Nós já aprendemos, na experiência, que a traição não é apenas um ato íntimo. Ela é um rompimento simbólico. É quando a palavra perde valor, quando o beijo vira gesto automático e a casa deixa de ser abrigo para se tornar cenário. Como diria Zygmunt Bauman, vivemos tempos de vínculos líquidos, onde promessas são feitas com facilidade e desfeitas com a mesma leveza, mas o impacto nunca é leve para quem acreditou.
O medo, então, não nasce do casamento em si, mas da memória.
Nós carregamos no corpo a lembrança de ter confiado. De ter dividido rotina, sonhos, horários, silêncios. E de descobrir que a intimidade pode coexistir com a mentira. Hannah Arendt nos ajuda a entender que a banalidade do mal não está apenas nos grandes crimes, mas também nos gestos cotidianos que naturalizam a quebra da responsabilidade com o outro.
Nós não temos medo de amar. Temos medo de amar sozinhas dentro de uma relação.
Há algo profundamente violento em perceber que o “eu te amo” não era um pacto, mas um hábito; não era escolha, mas conveniência. Simone de Beauvoir já apontava que muitas estruturas afetivas foram construídas para garantir estabilidade social, não necessariamente verdade emocional. E quando essa verdade cai, somos nós que pagamos o preço psicológico.
Por isso, quando dizemos que casamento assusta, estamos dizendo outra coisa: assusta repetir o erro, assusta não perceber os sinais, assusta duvidar de nós mesmas outra vez. Assusta investir tempo, cuidado e projeto em alguém que vive uma moral dupla, uma para o lar, outra para o mundo.

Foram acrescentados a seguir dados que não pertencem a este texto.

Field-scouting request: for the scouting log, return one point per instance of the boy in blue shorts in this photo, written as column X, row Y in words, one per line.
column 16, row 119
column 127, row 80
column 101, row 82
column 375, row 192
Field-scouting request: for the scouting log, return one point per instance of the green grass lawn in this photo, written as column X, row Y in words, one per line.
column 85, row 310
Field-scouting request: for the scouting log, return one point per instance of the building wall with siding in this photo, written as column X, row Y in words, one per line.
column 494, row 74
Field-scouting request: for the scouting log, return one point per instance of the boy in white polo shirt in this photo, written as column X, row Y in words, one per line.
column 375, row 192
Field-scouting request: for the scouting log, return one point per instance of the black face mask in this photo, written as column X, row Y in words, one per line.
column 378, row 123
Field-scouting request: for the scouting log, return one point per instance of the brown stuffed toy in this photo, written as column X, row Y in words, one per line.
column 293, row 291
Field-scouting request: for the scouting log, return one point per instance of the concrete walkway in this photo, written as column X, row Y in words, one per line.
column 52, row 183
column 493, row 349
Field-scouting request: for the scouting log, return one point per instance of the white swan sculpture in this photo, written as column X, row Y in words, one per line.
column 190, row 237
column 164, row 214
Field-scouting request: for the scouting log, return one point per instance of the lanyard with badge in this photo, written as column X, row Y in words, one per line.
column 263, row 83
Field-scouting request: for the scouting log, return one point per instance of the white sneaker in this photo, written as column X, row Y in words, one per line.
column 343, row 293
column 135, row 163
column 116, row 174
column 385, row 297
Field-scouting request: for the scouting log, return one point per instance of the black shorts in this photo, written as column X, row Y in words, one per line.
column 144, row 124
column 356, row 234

Mas há algo que precisamos lembrar, juntas: o problema nunca foi a nossa capacidade de amar ou confiar. O problema foi a escolha de quem não soube sustentar aquilo que prometeu. Não foi ingenuidade; foi entrega. E entrega não é defeito, é risco.
Se esse medo existe hoje, ele não é fraqueza. É aprendizado.

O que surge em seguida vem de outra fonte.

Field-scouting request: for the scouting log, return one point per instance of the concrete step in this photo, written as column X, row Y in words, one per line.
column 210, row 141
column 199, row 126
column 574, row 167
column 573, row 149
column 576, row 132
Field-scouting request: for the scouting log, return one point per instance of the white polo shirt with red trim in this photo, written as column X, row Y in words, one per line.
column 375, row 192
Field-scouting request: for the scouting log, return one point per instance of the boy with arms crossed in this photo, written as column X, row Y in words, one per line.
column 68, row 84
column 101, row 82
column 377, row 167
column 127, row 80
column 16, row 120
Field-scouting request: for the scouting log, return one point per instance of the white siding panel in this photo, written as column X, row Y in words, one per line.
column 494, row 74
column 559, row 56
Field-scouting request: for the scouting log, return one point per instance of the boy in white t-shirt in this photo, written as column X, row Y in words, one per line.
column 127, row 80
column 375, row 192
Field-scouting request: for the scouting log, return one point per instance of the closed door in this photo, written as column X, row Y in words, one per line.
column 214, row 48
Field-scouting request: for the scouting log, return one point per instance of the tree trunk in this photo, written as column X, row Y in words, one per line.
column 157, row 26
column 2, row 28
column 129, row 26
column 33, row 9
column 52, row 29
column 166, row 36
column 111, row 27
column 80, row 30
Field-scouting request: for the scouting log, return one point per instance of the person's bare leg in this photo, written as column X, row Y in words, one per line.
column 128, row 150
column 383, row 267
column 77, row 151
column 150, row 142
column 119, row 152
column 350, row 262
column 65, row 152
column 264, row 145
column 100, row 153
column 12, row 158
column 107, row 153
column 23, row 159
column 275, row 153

Nós não estamos fechadas para o amor; estamos mais exigentes com a verdade. E isso não nos endurece, nos torna mais lúcidas.
Que esse texto sirva para quem carrega o mesmo receio: não precisamos correr para provar maturidade emocional aceitando qualquer coisa.
O amor que vale a pena não exige que desconfiemos todos os dias.
Nós seguimos acreditando, mas agora, acreditamos também em nós.